Compiling a list of just ten hilarious duos was no easy task, but we’ve racked our funny bones and tickled ourselves senseless in order to come up with the following chucklesome countdown.
So strap yourself in for a riotous, rib-tickling ride as we explore 10 TV comedy double acts that all true 80s kids should remember.
10. The Krankies
A silly Scottish duo who regularly reassured us that everything was simply “fan–dabi–dozi,” the Krankies started out as a cabaret act before eventually being handed their own TV show and even releasing three music albums.
Even though we were shocked to eventually discover that Ian and Wee Jimmy Krankie were actually husband and wife, the Krankies may well have been our very favourite childhood comedy double act.
9. The Chuckle Brothers
The Krankies being less than honest about their relationship meant that we were doubly grateful to find out that Paul Elliott and the late Barry Elliott were in fact real-life brothers.
The Chuckle Brothers graced our TV screens in the slapstick masterpiece that was ChuckleVision, which lasted for an impressive 292 episodes between 1987 and 2009 and was recently voted the greatest CBBC program of all time by Radio Times readers.
8. Trevor and Simon
Regularly appearing on the Saturday morning children’s TV show Going Live! and later on its successor Live and Kicking, Trevor and Simon were often seen encouraging viewers to “swing your pants.”
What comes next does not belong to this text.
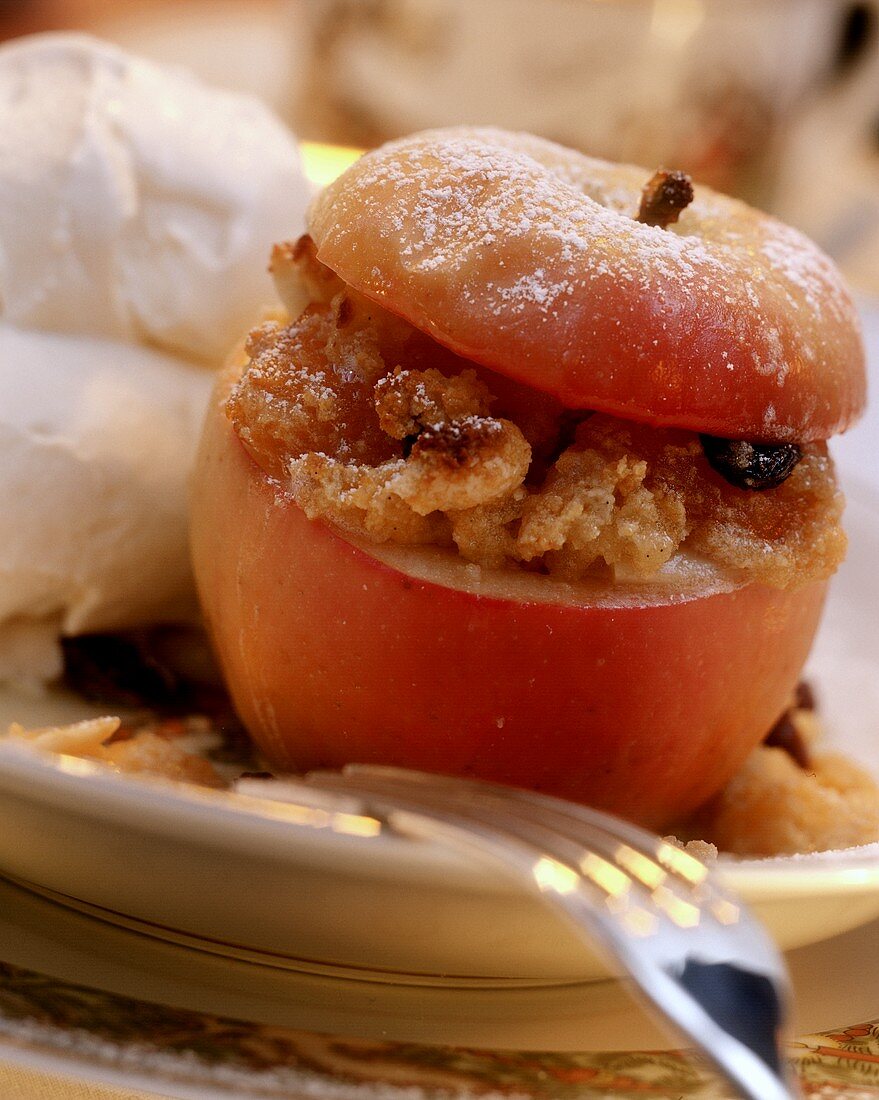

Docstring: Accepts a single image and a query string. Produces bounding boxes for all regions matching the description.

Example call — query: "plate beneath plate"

They met as Manchester University drama students in 1981 and four decades later still work in children’s television, writing for shows such as Dinopaws, My Parents are Aliens and Off Your Rockers.
7. Cannon and Ball
Best known for The Cannon and Ball Show, which was on our TV screens for nearly the entirety of the 1980s, Tommy Cannon and the late Bobby Ball met during the 1960s when they both worked as welders in the north of England.
Even after their popular ITV show was taken off the air in December 1988, Cannon and Ball continued to work together until Ball’s sad death in October 2020.
6. French and Saunders
Dawn French and Jennifer Saunders are legends of British comedy who performed as French as Saunders, a moniker which was also the name of their sketch-based comedy TV show that ran for 48 episodes and 9 specials.
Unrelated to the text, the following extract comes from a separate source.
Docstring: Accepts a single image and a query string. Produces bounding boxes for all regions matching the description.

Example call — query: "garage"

French and Saunders was given one of the highest budgets in the history of BBC television, enabling the duo to create some impressively high budget pop culture spoofs.
5. Little and Large
Made up of the late comedian Eddie Large and his ‘straight man’ partner Syd Little, Little and Large started out as pub singers before making the transition to comedy.
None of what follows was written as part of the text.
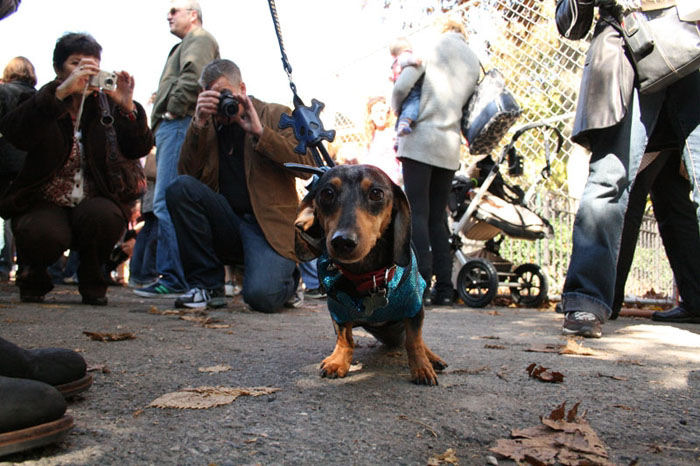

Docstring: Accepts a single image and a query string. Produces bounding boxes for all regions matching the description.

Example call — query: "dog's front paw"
[320,355,351,379]
[410,363,439,386]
Receiving their big break when they appeared on the TV talent show Opportunity Knocks, Little and Large were eventually given their own prime time slot in the form of The Little and Large Show.
4. Hale and Pace
Starting out in clubs before making the leap to radio and eventually television, Gareth Hale and Norman Pace Hill first met at a teacher training college in London.
The Hale and Pace TV show ran for 10 series and 66 episodes between 1988 and 1998, and saw the pair engage in some near the knuckle sketches which occasionally courted as much controversy as they did laughs.
3. The Two Ronnies
Giving us some truly hilarious sketches as well as ongoing stories and even musical finales, The Two Ronnies graced our TV screens for a total of 93 episodes between 1971 and 1987.
Featuring the legendary comedy duo Ronnie Barker and Ronnie Corbett, both of whom are sadly no longer with us, The Two Ronnies always ended with the memorable catchphrase “so it’s goodnight from me,” “and it’s goodnight from him,” “goodnight!”
2. Reeves and Mortimer
Also widely known as Vic and Bob, this off the wall comedy pairing have appeared in a number of TV shows over the years, including The Smell of Reeves and Mortimer and the absolutely brilliant quiz show Shooting Stars.
The strange nature of their act may not have appealed to everyone, but this duo, who became known as “the alternatives to alternative comedy,” have kept many of us highly amused since 1990.
1. Smith and Jones
Best known for their show Alas Smith and Jones, Mel Smith and Griff Rhys Jones offered up bad language and rude sketches that many 80s kids simply couldn’t get enough of.
Alas Smith and Jones was shown on BBC2 from 1984 until 1988 before being transferred to BBC1 for another decade, where it was simply called Smith and Jones.